When Kanika Karvinkop quit her styling job at fashion magazine Grazia India in 2016, she didn't have a plan for what to do next, but she was sure of three things. One was that she was in awe of the fashion design talent across south Asia; the second was that this talent was underrated globally; and the third was that she wanted to give the designers the exposure they deserved, using her styling skills, with a feature shot at Rajasthan's Pushkar Camel Fair.
Countless magazines rejected her pitch, and she had almost given up when one of her emails was forwarded to Refinery29's executive creative director, Piera Gelardi, who commissioned it within minutes. ‘This was the first time an editorial spread with solely Indian designers was shared on a global platform and the response was amazing,’ says Kanika.
She went on to style editorials featuring south-Asian designers for magazines like Nylon, Wonderland and i-D and saw the enthusiastic reaction: people were desperately trying to get their hands on the clothes. Kanika realized there needed to be a central space for showcasing the designers' work. It made her think of the camel fair, crammed with color, clothes and life – and this became the core inspiration behind her concept store, No Borders, in Mumbai.
Opened in 2018, No Borders gives contemporary Indian designers a platform for showing their work to the wider world and a community where they can connect with each other.
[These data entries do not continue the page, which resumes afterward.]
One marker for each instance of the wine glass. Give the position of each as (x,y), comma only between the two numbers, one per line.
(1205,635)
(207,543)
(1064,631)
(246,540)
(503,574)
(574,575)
Kanika and her team personally curate the clothes by south-Asian designers, with a focus on sustainability and conserving multiple generations' worth of skill and technique.
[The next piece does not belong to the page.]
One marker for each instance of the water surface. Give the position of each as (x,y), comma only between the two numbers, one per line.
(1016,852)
‘I want to amplify the work of these designers, artisans and brands as well as the histories and traditions they are upholding, while helping them promote what they're doing internationally.’
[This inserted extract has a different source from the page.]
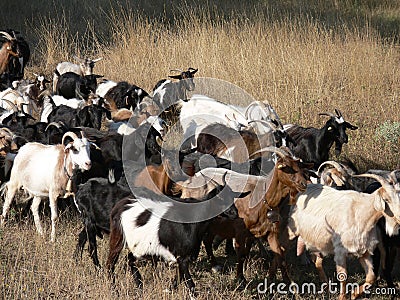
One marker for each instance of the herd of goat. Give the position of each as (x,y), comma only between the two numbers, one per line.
(100,143)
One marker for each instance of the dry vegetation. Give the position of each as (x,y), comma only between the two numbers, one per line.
(305,57)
Kanika also wants No Borders to be an incubator for new talent. ‘After being in this field for a few years now, I know what our community actually wants, so we work with artisans and designers and help them create their collections.’ This year, No Borders will launch a collaborative capsule collection with the Indian designer Mridu Mehra and her label, Kokun, which specializes in using natural dyes, ‘slow stitching’ techniques and handloom weaving to create the textiles for its garments.
Kanika says the thread that runs through all of No Borders' collaborations is the connection to heritage. ‘It's about sitting with the older south-Asian aunties who mix and match their blouses to their saris; it's the way the men carry themselves in the small intimate moments between friends,’ she says. ‘It's the beauty and chaos altogether – an innate desire to show the everyday moments of south Asia.’